The correction chief suspected of approving the bar mitzvah turned in his resignation Tuesday, and a rabbi at the jail has also stepped down.
The rabbi's resignation is only the latest twist in an eye-popping scandal. Eyewitness News spoke exclusively with a man who served almost three years behind bars, but not the kind of hard time you might expect. In fact, he compares Rikers Island to a college dorm. His identity has been concealed in case others would retaliate against him.
"If you're gonna do the crime, you gotta do the time," former inmate "Murray" said. "Rikers Island should be Rikers Island...I should have been treated like everybody else."
Murray is not his real name, but he spent nearly three years in city jails and state prisons. It is an ordeal, for most people, with long hours of confinement, boredom and bad food. But for Murray, prison was very different. Different, he says, because he is Jewish.
"Instead of being in my jail cell 9 to 5 like everybody else would be, I would be down in the office doing as I pleased," he said. "Eating all this great food and watching movies that are brought in, DVDs from the street, drinking whatever soda I want, using the telephone whenever I wanted."

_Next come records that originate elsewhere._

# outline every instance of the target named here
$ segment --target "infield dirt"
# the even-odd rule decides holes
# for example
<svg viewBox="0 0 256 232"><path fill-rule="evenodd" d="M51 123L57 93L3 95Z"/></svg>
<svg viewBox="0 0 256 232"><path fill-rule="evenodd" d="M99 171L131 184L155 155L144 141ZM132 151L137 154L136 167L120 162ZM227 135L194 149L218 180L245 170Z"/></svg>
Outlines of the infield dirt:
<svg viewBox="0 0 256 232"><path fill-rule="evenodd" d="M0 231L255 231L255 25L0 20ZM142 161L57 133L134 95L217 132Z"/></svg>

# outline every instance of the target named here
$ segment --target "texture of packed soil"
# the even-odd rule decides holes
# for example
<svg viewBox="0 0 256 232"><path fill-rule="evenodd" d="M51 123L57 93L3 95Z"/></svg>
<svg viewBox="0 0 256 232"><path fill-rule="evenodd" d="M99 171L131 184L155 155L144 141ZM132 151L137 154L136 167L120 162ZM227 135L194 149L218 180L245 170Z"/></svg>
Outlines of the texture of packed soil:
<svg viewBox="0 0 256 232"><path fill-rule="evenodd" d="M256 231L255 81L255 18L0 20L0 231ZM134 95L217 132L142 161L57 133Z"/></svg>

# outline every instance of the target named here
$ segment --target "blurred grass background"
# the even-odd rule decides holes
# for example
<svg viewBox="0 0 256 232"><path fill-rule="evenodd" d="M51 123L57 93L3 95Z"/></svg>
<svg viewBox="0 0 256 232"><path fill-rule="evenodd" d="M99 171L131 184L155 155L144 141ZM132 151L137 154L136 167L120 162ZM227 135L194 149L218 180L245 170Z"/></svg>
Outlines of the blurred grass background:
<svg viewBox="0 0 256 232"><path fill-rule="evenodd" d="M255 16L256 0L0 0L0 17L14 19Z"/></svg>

Murray said it was all made possible by Orthodox Brooklyn rabbi and corrections department chaplain Leib Glanz, who allegedly created an enclave for Jewish inmates in the city's prison system.
Murray says inmates spent most of their waking hours in the chaplain's office at the Manhattan facility known as The Tombs or on Riker's Island, playing dice games and poker, watching videos and making unlimited phone calls.
Murray: "Guys were on the phone, having phone sex with their wives, with their girlfriends, talking dirty."
Eyewitness News reporter NJ Burkett: "In the rabbi's office? In the presence of the rabbi?"
Last week, the rabbi refused to discuss the allegations. They reportedly include arranging a bar mitzvah inside The Tombs for the son of convicted scam artist Tuvia Stern in December. A Hebrew rock star reportedly entertained some 60 guests in the jail's gymnasium.
Stern, who pleaded guilty to bail jumping and grand larceny, also held an engagement party at the jail four months later. The city's Department of Investigation is looking into the matter.
The Department of Corrections' second in command, Chief Peter Curcio, has already resigned, and several others have been disciplined. Curcio, who is responsible for security in the city's jails, told the department that he plans to retire.
But the city's investigation is not over.
Now, Murray says he's coming forward because, for the city's Jewish inmates, prison is no longer a deterrent.
"The comfort level that he provided to me, that the other rabbis provided to me, made me not think twice about committing another crime," Murray said. "And even when I went back to the jails, I knew I'd be treated like a king."
Rabbi Glanz could not be reached for comment Tuesday afternoon. A spokesman for the department refused to comment on the investigation.